Lawyers from the N.C. Justice Department offered a different argument against U.S. Supreme Court action. Representing the State Board of Elections, state government lawyers warn that the high court could cause serious problems for the 2022 election timeline.
“Consistent with the State Board’s guidance, the North Carolina Supreme Court moved the statewide primary to May 17 and entered orders effectively finalizing the State’s new districts on February 23,” according to the state’s brief. “The stay that Applicants request would jeopardize this carefully calibrated timeline.”
More court action would cause problems for candidates, the state’s lawyers argued. “As of yesterday, March 1, the candidate-withdrawal deadline has passed,” they wrote. “If this Court enters a stay and the State reverts back to the old congressional map, any number of candidates will find themselves registered to run in the wrong district or for an office they no longer wish to pursue.”
“Given this context, Applicants’ stay request should be denied. It is a ‘bedrock tenet of election law’ that courts should not interfere with a State’s elections laws and procedures ‘in the period close to an election.’”
Along with briefs opposing U.S. Supreme Court involvement in the case, national and state Republican groups offered friend-of-the-court briefs supporting N.C. legislators’ plea.
“[U]nder Article I, Section 4 of the Constitution, it is the State legislatures, subject to congressional supervision, that are entrusted with the responsibility of redrawing the States’ congressional districts,” according to a brief from the National Republican Redistricting Trust. “The unauthorized intrusion of the North Carolina courts into this process threatens to topple this constitutionally imposed hierarchy of responsibility.”
“[C]ertain state and commonwealth courts have taken it upon themselves to appropriate the processes that belong to the politically accountable branches of government,” according to a joint brief from the Republican National Committee, NRCC, and the state GOP. “The North Carolina courts’ latest usurpations bring this issue back to the Court.”
“While much ink has been spilled lamenting the chronic practice of some state courts straying far beyond the jurisdictional boundaries set by the Elections Clause, the problem is neither abstract nor formalistic,” according to the Republicans’ brief. “The North Carolina Supreme Court’s decision to tread over the work of the State’s legislature was motivated by the Court’s assessment of social science offerings that, when placed under any modicum of scrutiny, do not, and cannot, show that North Carolina’s congressional districts ‘were intentionally constructed to yield a consistent partisan advantage for Republicans.’”
At issue is a new election map for North Carolina’s 14 seats in the U.S. House of Representatives. After the N.C. Supreme Court rejected the General Assembly’s first version of a new map, a three-judge Superior Court panel rejected a redrawn remedial plan. The panel instead voted to use a map drawn by three outside consultants labeled special masters.

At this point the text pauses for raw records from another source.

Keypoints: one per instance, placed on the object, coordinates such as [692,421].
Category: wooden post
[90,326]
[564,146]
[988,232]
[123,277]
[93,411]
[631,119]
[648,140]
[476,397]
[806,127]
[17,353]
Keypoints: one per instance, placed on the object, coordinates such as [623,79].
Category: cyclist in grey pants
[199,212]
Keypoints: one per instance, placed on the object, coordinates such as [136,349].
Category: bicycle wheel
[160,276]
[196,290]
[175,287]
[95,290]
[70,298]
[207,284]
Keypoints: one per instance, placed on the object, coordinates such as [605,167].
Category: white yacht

Republican legislators argued that their remedial plan would have been likely to elect six Republican congressional representatives and four Democrats. The two major parties would have battled for the other four seats in some of the nation’s most competitive elections.
By contrast, the court-drawn map is likely to elect seven Republicans and six Democrats, with one district likely to swing between the two major parties.
There’s no deadline for Roberts to rule on N.C. legislative leaders’ request. He could make a decision on the emergency application himself or consult the full nine-member court.